Distúrbios em Sistemas de Energia

2.1 Introdução

O sistema elétrico é projetado para operar em regime permanente em maior parte do tempo,
e, portanto, deve também está preparado para suportar solicitações de tensão e corrente,
denominadas de sobretensão e sobrecorrente;

As sobretensões são geradas por efeitos externos ao sistema elétrico, como descarga
atmosférica, ou pelo próprio sistema, como sobretensões internas causadas por manobra;

É possível reduzir o número de descargas na LT utilizando-se condutores aterrados nas


estruturas das torres (cabos-guarda);

Os sistemas de transmissão devem suportar surtos de chaveamento de disjuntores, em


situações como:

- energização e religamento de linhas;

- manobras de cargas indutivas e capacitivas;

- ocorrência e eliminação de faltas;

- ressonância linear e ferrorressonância;

- religamento monopolar;

- rejeição de carga;

- tensão de restabelecimento transitória.

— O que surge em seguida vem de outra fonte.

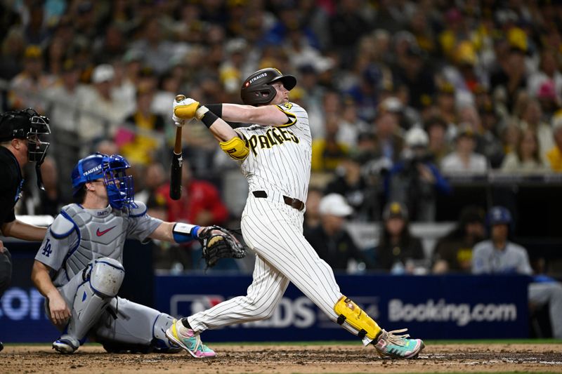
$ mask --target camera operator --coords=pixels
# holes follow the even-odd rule
[[[433,163],[428,152],[427,133],[417,127],[405,136],[406,148],[384,182],[388,201],[398,201],[410,212],[410,220],[435,220],[438,193],[449,194],[451,187]]]

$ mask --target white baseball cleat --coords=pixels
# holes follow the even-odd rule
[[[407,328],[394,331],[382,330],[377,343],[373,342],[379,354],[385,359],[415,359],[425,345],[421,339],[408,339],[408,334],[397,335],[395,333],[404,333]]]
[[[175,321],[166,330],[166,337],[196,359],[213,359],[216,356],[213,349],[203,344],[199,334],[184,326],[181,319]]]
[[[73,345],[70,339],[60,338],[53,342],[53,349],[63,354],[70,354],[74,353],[78,347]]]

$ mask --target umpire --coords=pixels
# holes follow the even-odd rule
[[[15,218],[14,206],[21,197],[22,169],[27,162],[35,163],[37,182],[41,185],[39,167],[49,143],[41,136],[51,133],[48,119],[29,108],[0,115],[0,231],[4,236],[41,241],[46,227],[24,223]],[[12,278],[10,252],[0,241],[0,298]],[[0,351],[4,345],[0,342]]]

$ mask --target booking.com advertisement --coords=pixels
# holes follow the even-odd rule
[[[341,291],[383,328],[425,339],[516,338],[528,333],[521,276],[336,276]],[[186,316],[246,294],[249,276],[164,276],[156,307]],[[293,285],[270,319],[205,332],[206,341],[354,339]]]
[[[339,276],[345,294],[384,328],[424,339],[516,338],[528,335],[527,283],[521,276]],[[157,276],[155,307],[185,316],[246,294],[247,276]],[[32,287],[0,300],[0,341],[51,342],[58,333]],[[354,339],[289,285],[271,318],[205,332],[206,341]]]

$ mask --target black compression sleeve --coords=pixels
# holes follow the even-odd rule
[[[207,105],[205,105],[207,107]],[[215,121],[218,119],[218,117],[216,114],[211,112],[211,109],[209,110],[203,116],[203,118],[201,119],[201,121],[209,128],[211,127],[211,125],[215,123]]]
[[[209,112],[212,112],[216,116],[223,116],[223,105],[222,104],[207,104],[205,105],[207,109]]]

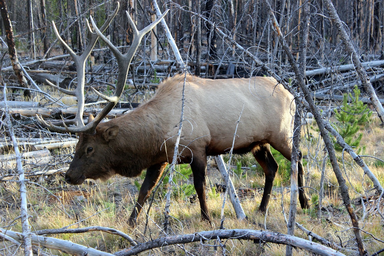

Ao considerar o exemplo da figura, é possível descrever algumas situações que eleva os níveis
de tensão entre os pontos A e B.

1. Ao considerar todos os disjuntores D abertos e ao energizar a LT pelo fechamento do


disjuntor D1, ocorre que a onda de tensão e corrente seguem em direção ao ponto B.
Porém, como o D2 está aberto, a onda reflete para o terminal A. Essas ondas viajantes
são amortecidas pela resistência da linha. As reflexões sucessivas ocorrem até que a
magnitude da onda torna-se nula.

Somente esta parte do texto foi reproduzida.